Getting Data

The all-data command can be used to get the logged data for your runs from wandb.

Usage: wandb-utils all-data [OPTIONS]

Options:
  --filters DICT  Filter used while querying wandb for runs. It uses MongoDB
                  query syntax. See https://docs.wandb.ai/ref/python/public-
                  api/runs and https://github.com/wandb/client/blob/v0.10.31/w
                  andb/apis/public.py#L428 for how the query is used. See
                  https://docs.mongodb.com/manual/reference/operator/query/ to
                  learn about all the query operators in MongoDB query.
  --help          Show this message and exit.

Examples:

The following invocation will get the data for all the runs associated with any of the listed sweeps in project_name.
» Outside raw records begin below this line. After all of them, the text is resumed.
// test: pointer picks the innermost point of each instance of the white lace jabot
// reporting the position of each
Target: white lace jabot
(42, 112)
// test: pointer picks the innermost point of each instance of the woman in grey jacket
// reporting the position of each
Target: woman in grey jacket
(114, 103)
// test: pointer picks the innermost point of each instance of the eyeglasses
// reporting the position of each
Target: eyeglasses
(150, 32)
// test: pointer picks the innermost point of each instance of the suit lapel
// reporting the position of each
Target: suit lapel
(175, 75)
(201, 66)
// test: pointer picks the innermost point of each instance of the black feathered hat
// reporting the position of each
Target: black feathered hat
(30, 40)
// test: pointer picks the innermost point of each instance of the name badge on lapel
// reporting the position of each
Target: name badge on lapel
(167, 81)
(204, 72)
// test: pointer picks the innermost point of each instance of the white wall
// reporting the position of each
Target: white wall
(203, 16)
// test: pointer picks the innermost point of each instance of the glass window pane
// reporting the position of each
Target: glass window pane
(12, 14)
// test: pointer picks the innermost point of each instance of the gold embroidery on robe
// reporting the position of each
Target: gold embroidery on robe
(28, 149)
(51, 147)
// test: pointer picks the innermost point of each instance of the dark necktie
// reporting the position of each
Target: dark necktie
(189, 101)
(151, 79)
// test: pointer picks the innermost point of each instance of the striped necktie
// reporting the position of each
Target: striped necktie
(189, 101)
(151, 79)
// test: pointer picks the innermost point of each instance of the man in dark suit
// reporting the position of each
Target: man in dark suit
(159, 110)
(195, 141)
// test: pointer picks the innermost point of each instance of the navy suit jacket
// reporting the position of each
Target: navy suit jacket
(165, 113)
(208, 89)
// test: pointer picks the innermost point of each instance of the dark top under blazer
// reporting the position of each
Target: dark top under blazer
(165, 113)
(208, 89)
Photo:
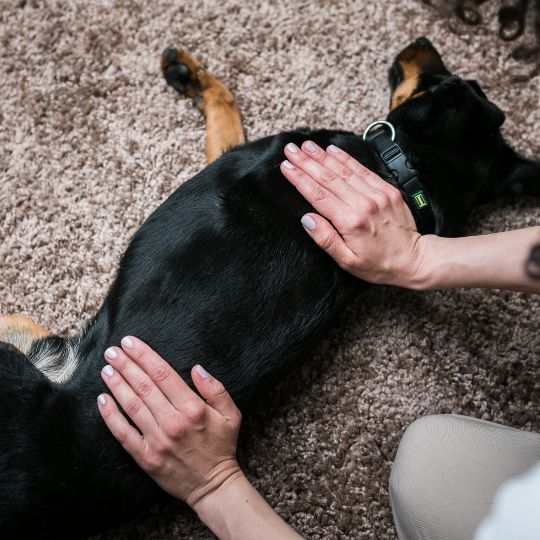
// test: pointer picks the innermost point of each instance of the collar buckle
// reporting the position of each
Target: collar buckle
(403, 172)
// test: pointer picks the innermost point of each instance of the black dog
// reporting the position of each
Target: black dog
(222, 271)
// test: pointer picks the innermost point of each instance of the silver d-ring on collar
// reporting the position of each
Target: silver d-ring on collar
(380, 122)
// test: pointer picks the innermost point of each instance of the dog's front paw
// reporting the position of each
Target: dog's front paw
(184, 73)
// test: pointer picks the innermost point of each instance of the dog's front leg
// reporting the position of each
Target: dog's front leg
(223, 122)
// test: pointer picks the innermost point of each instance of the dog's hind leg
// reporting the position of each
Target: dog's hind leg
(20, 331)
(223, 122)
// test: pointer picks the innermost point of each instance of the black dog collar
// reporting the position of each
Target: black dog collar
(403, 172)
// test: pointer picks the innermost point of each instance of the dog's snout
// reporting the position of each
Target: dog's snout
(423, 42)
(169, 55)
You can use –filters to pass any other query in MongoDB syntax If you drop the –filters, flag it will get the data for all the runs.

$ wandb-utils \
--entity username \
--project project_name \
all-data \
--filters "{\"sweep\":{\"$in\":[ \"b3blcsq3\",\"1lt6xnar\",\"gybgwkl0\",\"bpgd2q0a\"]}}

However, to print the fetched data or to save it to file you will have to chain the print command

$ wandb-utils \
--entity username \
--project project_name \
all-data \
--filters "{\"sweep\":{\"$in\":[ \"b3blcsq3\",\"1lt6xnar\",\"gybgwkl0\",\"bpgd2q0a\"]}} \
print -o runs.csv

Here is another example with a finer query.

$ wandb-utils \
-e team \
-p project_name \
all-data \
--filters "{\"sweep\": {\"\$nin\":[\"gfqkggbm\"]}, \"username\": {\"\$in\":[\"auser\"]}, \"created_at\":{\"\$gte\": \"2021-08-05 00:00:00\"}}" \
print

At this point, I don’t what database fields are exposed for querying through wandb API, so I just use trial and error to figure out what is available.